Do jeito que tava, me joguei na cama, quando acordei minha mãe brigava com a minha irmã, e mais uma vez, a guerra era por causa das calcinhas dela, já fazia grume no banheiro, estava duras e Isa não lavava, o que custava lavar no banho, não sei. — O que custa Isa você ser um pouco como a sua irmã? Lavar uma calcinha? Um prato, não tem cabimento esse comportamento.
Eu nem fui lá, sabia que ia sobrar pra mim, arrumei as camas, abrir as janelas, quando Isa saiu batendo o portão com tudo. — Não sei pra quê a senhora fica fazendo esse escassel todo véi, Isa nunca mudou, não vai ser agora. — O meu irmão chegou falando bicudo como pão na mão, roupa de baba todo sujo de lama, chuteira na outra mão. — Ela tem que saber as coisas da vida, como vai casar assim?

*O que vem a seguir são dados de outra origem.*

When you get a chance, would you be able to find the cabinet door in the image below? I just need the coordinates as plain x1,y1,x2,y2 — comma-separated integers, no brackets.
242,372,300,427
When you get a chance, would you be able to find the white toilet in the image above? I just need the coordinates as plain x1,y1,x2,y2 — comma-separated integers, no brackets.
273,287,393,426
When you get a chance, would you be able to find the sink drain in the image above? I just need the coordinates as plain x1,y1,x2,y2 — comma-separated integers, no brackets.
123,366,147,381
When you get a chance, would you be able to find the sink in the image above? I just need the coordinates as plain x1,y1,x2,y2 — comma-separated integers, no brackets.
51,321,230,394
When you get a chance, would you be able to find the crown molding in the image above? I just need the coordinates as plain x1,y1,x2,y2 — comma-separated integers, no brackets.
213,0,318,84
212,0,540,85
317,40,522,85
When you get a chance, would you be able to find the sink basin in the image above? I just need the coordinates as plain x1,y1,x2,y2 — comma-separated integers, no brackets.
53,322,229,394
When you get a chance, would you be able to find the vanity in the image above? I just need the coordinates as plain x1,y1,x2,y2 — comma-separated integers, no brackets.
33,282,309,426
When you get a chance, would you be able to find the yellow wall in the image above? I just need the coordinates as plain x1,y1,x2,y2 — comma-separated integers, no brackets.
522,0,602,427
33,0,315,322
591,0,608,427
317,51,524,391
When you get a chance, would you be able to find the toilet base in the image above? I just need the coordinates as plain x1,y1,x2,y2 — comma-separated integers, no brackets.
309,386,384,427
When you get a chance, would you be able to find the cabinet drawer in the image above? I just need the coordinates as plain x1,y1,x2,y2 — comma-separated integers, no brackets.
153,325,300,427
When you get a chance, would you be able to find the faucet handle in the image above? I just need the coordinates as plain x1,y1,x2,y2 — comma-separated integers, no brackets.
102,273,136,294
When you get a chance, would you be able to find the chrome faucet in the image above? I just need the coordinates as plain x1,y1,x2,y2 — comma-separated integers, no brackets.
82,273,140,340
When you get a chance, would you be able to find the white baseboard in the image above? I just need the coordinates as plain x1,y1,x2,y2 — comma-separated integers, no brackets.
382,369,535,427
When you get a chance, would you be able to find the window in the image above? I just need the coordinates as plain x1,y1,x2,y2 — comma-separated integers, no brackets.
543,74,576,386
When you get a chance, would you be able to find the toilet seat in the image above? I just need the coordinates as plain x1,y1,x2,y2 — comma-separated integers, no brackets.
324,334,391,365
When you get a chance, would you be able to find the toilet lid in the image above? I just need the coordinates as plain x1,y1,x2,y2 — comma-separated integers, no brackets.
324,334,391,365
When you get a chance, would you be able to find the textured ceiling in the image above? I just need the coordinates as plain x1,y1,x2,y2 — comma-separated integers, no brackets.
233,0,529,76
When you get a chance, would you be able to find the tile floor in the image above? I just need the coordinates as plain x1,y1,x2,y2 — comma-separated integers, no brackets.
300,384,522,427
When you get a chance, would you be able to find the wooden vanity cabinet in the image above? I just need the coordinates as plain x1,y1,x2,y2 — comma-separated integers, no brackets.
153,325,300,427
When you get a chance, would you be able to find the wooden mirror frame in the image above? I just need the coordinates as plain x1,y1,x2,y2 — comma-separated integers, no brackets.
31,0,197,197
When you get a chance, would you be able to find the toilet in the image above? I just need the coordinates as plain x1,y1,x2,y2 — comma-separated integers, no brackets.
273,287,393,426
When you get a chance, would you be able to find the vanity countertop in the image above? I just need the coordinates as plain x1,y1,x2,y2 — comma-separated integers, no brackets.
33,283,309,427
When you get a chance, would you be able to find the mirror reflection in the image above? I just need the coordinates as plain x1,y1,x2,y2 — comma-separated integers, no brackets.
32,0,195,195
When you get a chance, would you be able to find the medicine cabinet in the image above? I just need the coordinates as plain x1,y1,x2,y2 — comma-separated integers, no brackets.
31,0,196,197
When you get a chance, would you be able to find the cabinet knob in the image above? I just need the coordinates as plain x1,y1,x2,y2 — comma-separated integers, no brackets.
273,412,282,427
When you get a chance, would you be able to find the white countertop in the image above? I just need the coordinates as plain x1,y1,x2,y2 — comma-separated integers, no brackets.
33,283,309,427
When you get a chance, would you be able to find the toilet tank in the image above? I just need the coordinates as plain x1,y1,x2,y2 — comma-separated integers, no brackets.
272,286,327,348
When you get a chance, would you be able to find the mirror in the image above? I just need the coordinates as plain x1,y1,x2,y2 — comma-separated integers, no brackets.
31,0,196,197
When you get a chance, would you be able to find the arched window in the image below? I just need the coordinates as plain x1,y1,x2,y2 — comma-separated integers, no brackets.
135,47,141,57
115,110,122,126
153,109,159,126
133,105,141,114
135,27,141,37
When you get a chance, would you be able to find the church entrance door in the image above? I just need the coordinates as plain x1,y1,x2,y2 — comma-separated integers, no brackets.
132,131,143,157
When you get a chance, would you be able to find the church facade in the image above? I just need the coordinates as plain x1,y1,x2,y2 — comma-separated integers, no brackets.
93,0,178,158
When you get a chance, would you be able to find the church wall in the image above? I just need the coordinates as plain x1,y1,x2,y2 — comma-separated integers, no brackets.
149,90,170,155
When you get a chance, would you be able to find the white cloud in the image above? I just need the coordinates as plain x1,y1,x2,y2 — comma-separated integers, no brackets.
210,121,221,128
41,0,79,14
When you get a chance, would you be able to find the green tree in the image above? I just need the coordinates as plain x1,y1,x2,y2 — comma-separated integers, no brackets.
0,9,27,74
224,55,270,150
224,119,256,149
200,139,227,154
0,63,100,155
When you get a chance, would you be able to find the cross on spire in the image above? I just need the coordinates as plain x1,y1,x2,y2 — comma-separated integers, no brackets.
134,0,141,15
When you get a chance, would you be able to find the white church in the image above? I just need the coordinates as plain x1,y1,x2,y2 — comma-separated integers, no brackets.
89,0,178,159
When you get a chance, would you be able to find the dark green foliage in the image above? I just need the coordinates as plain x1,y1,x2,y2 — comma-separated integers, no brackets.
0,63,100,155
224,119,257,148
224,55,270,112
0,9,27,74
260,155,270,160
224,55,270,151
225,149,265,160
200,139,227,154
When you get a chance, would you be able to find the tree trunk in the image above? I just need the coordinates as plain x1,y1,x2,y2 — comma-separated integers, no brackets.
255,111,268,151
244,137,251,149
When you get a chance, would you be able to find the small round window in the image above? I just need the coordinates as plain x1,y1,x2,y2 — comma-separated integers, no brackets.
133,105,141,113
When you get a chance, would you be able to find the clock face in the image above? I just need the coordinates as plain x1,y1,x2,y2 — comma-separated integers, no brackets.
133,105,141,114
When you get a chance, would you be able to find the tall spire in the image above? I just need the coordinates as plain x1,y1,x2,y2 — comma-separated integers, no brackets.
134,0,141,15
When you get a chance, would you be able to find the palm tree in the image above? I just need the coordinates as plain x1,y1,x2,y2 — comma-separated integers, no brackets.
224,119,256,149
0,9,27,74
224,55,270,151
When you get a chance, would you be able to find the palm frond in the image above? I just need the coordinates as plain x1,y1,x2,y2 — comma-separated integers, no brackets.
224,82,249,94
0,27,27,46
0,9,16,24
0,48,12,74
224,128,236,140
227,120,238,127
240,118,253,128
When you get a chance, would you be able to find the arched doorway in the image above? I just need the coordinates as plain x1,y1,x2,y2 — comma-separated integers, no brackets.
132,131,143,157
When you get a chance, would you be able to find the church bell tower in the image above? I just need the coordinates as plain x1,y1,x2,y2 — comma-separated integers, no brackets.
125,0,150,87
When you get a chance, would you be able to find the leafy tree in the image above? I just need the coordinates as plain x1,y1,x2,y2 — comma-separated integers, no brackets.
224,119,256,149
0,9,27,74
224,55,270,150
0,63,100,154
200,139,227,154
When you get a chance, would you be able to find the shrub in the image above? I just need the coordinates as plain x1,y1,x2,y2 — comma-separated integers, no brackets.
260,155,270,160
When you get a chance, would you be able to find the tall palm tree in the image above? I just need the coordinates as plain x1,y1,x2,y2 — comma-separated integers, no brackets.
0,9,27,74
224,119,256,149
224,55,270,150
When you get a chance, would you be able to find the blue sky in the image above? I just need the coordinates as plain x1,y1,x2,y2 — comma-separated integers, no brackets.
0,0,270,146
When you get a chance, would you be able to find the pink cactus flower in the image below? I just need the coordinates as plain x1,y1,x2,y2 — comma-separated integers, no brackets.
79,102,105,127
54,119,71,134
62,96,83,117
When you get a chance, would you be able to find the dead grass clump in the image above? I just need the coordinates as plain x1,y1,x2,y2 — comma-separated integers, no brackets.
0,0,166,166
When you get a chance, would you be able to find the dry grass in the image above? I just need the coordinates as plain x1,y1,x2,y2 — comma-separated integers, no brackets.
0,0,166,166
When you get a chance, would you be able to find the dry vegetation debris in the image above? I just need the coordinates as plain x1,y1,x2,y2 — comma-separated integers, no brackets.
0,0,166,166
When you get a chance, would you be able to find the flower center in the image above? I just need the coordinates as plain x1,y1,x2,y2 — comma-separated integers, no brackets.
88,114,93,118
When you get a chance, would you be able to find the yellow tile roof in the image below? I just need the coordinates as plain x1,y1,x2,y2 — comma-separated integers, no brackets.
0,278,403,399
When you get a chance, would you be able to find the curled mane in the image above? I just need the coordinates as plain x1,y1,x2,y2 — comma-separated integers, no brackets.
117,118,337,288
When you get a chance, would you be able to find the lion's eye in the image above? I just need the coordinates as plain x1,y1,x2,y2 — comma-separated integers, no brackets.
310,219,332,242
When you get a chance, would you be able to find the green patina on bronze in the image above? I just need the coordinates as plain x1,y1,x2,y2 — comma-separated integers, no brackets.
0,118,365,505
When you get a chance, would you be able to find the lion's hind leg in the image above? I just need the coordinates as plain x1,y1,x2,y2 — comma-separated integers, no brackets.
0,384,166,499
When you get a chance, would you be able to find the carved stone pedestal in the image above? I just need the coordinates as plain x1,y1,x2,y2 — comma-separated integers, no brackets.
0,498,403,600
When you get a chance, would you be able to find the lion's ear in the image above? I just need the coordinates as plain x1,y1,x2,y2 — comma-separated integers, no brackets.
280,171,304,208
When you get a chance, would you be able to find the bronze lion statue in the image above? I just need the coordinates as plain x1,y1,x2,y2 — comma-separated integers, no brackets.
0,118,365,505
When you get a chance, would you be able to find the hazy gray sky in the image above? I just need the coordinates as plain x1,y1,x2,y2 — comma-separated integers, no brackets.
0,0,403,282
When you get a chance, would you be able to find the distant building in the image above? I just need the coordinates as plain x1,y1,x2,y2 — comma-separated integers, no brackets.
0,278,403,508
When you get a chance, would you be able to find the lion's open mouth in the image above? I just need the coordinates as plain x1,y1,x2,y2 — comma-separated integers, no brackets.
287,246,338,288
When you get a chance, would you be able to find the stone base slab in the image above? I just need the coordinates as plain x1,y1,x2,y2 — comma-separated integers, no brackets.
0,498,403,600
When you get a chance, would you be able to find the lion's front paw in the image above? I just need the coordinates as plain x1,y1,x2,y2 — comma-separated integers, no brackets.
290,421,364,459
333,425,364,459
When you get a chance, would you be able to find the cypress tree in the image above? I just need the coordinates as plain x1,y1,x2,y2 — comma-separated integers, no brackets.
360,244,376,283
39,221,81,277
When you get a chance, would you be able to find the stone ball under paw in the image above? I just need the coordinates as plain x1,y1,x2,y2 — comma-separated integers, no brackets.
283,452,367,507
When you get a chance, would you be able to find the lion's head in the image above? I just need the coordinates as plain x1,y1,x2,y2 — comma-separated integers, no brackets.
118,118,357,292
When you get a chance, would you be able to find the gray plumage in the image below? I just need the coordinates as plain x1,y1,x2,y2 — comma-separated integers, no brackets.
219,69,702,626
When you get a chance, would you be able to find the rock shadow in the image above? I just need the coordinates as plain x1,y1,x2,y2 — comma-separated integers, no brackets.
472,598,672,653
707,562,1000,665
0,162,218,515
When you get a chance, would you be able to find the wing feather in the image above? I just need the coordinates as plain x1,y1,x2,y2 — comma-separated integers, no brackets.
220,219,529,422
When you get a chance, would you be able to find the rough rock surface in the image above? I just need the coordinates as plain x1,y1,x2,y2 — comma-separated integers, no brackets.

Eu não fazia ideia, e nem queria saber, se ela soubesse do terço a metade, surtaria, decidir guardar pra mim o que vi na sala, fiz o café, tomamos café os três, minha mãe lavando a roupa, eu limpando a casa, Maicon tomou banho, no bar da esquina rolava um pagode, tive certeza que o Jão estaria lá, era o coito dele, andar onde os amigos andava.
Já passava das onze quando bateram no portão, minha mãe atendeu a porta enquanto eu me virava no fogão, quando voltou trazia sacolas nas mãos.
— Mandaram entregar, é xinxim e feijoada. — Ela parecia tão surpresa quanto eu. — Foi seu filho? — Estalou a boca negando e me olhando, indo pra a mesa destampar as marmitas. — O Júnior disse que é pra você, eu perguntei se era pra Isa, com certeza se confundiu. — Eu mexendo a panela de purê de batata me fiz de bocó, mesmo sabendo que poderia não ser, tinha a possibilidade?
Evidente que não, qualquer pessoa saberia que eu não ia comer churrasco, feijão e xinxim de festa deles, minha mãe comeu, eu fiquei alheia, se fosse de Isa ela ia brigar, quando chegou ela comeu como draga, depois de dizer sobre o barraco que teve por lá. Falava e ria, eu assistir o programa com um olho nela outro na tv, ele tava lá bebendo com os amigos, mas no que isso devia me interessar, só porque me tratou bem, não merecia minha devoção.